I cant stress that enough. If your car is labeled, just take a Saturday and drive it around. Seriously, just hit the main roads in the market and drive it up and down the streets. Stop at the DQ and if you have a couple t-shirts, walk up to those in line, shake their hand and give them a shirt. Its really that easy!

People will remember what station took time out of their day to come over and spend time with that listener, even if its only for 10 seconds.
 
Maybe it works that way in 1-DQ town Kentucky. Last time I checked, politicians were spendin a truck load of cash on mostly TV, radio, billboards, direct mail and internet. No doubt a extensive and large street team helps, but not close to the impact of good TV ads with a large budget can do! But then again, what do I know?
 
I also agreed that TV, Billboards are a part of the pie! But good ole fashion hitting the streets is very important, and something that most companies have gotten away from doing. Do you disagree?
 
I don't know a lot of stations that have the budget for TV. I've worked in nothing but Large or major markets since 1983 and the last station I was at that had TV was in 1990. But we never missed an event, or a concert or a fair or a festival. That's just common sense.

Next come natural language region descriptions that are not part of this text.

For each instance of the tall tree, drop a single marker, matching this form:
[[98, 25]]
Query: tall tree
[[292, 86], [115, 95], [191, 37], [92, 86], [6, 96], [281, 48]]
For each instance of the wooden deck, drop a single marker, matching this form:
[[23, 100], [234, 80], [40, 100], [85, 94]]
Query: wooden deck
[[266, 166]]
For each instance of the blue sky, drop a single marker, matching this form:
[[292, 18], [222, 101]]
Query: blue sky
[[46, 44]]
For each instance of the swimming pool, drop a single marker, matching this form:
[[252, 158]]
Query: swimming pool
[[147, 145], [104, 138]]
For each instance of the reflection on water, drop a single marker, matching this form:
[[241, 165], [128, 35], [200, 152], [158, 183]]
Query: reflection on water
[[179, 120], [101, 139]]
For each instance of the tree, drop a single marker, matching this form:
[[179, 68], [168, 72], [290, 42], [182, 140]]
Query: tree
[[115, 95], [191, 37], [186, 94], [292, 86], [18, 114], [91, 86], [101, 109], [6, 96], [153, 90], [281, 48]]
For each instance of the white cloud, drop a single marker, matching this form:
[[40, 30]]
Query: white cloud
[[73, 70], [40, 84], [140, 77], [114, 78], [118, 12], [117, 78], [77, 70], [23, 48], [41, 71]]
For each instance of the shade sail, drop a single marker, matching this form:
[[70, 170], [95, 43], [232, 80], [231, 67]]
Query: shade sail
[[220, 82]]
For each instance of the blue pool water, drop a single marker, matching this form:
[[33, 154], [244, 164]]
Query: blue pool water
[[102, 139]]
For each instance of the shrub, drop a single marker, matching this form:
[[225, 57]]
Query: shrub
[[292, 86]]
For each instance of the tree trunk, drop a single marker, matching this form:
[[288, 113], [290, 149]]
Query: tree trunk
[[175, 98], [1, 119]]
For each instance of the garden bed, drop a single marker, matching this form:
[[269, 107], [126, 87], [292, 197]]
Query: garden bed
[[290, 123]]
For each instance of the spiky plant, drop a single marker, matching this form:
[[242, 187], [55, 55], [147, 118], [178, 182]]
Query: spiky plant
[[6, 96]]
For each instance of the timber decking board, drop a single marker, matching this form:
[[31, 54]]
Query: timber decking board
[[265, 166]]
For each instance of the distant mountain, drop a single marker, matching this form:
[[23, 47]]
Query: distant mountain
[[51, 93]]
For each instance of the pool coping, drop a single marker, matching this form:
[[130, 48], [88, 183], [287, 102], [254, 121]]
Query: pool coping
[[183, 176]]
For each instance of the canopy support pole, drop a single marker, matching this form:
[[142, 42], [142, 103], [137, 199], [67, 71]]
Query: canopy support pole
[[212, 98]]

Radio used to have fans. Now we're lucky to even have listeners. And you get fans (loyalty) not by being part of the outblur of the landscape; you get them one at a time. It's work. I've always seen TV as a crutch.
 
fgarvin said:
I don't know a lot of stations that have the budget for TV. I've worked in nothing but Large or major markets since 1983 and the last station I was at that had TV was in 1990. But we never missed an event, or a concert or a fair or a festival. That's just common sense.

That's a good observation, however, television is still the best method to invite new ADULT cume to sample a station. Fairs, festivals and concerts can help to provide a tangible, personal touch, but like any other form of marketing, events must be combined with the other tools in your bag to provide the mix of messages that will best get your name out there. And by the way, I've been in the majors for a while myself, and every station in a Top 25 market that I've programmed has has at least some budget for a Television presence.

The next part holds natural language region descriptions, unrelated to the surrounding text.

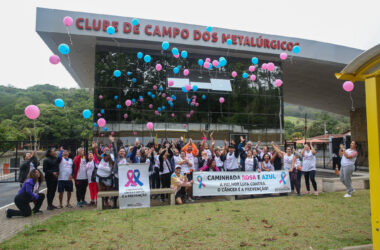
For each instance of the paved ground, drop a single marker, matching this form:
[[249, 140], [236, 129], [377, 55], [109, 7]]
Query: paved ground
[[9, 227]]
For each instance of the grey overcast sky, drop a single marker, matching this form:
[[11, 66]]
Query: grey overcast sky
[[24, 56]]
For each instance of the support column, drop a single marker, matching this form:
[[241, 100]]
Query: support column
[[372, 89]]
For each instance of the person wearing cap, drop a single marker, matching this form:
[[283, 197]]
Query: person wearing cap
[[231, 162], [180, 184]]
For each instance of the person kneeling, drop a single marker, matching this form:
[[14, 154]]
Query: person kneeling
[[180, 184], [28, 193]]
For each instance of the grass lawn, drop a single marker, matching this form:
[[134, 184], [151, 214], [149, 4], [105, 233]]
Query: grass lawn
[[325, 222]]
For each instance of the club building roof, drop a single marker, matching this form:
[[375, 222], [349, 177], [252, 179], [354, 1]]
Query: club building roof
[[308, 76]]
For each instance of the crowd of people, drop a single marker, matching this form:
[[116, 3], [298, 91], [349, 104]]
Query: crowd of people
[[171, 165]]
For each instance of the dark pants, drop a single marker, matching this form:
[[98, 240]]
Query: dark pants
[[294, 181], [155, 180], [81, 188], [311, 175], [51, 183], [165, 182], [22, 202]]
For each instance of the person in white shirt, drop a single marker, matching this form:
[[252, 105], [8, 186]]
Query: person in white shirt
[[65, 177], [348, 167], [309, 167]]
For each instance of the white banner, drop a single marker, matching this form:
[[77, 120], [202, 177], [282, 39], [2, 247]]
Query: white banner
[[134, 189], [240, 183]]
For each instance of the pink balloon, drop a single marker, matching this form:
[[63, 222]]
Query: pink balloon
[[158, 67], [54, 59], [128, 103], [68, 21], [101, 122], [149, 125], [278, 82], [270, 67], [283, 56], [348, 86], [32, 112]]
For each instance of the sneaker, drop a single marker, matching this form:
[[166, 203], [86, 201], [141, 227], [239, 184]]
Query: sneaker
[[7, 214]]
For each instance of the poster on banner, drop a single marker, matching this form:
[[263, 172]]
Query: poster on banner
[[240, 183], [134, 189]]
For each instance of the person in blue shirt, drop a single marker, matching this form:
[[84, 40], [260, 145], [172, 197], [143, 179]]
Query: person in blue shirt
[[28, 193]]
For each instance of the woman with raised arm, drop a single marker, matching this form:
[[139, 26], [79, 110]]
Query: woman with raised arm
[[309, 167]]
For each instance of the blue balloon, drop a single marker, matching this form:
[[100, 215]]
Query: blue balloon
[[165, 45], [110, 30], [64, 49], [184, 54], [147, 58], [296, 49], [175, 51], [255, 60], [59, 103], [135, 21], [117, 73], [86, 113]]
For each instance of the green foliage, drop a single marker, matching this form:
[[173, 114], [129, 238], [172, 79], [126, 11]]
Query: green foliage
[[54, 123]]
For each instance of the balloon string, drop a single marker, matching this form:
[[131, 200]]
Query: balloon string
[[68, 32]]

Now, we haven't talked about the message that those TV spots contain. If you've got the wrong message in your spot ... for example, promoting tactical contesting when the best use of the available funds should be spent on image exposure for your brand to increase the available sample... well, then you're just throwing money away.

fgarvin said:
I've always seen TV as a crutch.

Not a crutch. More a solid tool when used properly. When not, it's simply a black hole that sucks up your valuable cash.
 
mammaknowsbest said:
That is the ya ya factor that put kube on top and MOVIN in Portland and Seattle. Mamma agrees with the fgarvin.
Huh? RiIGHT... MOViN in Rose city is doing so great it's been format flipped.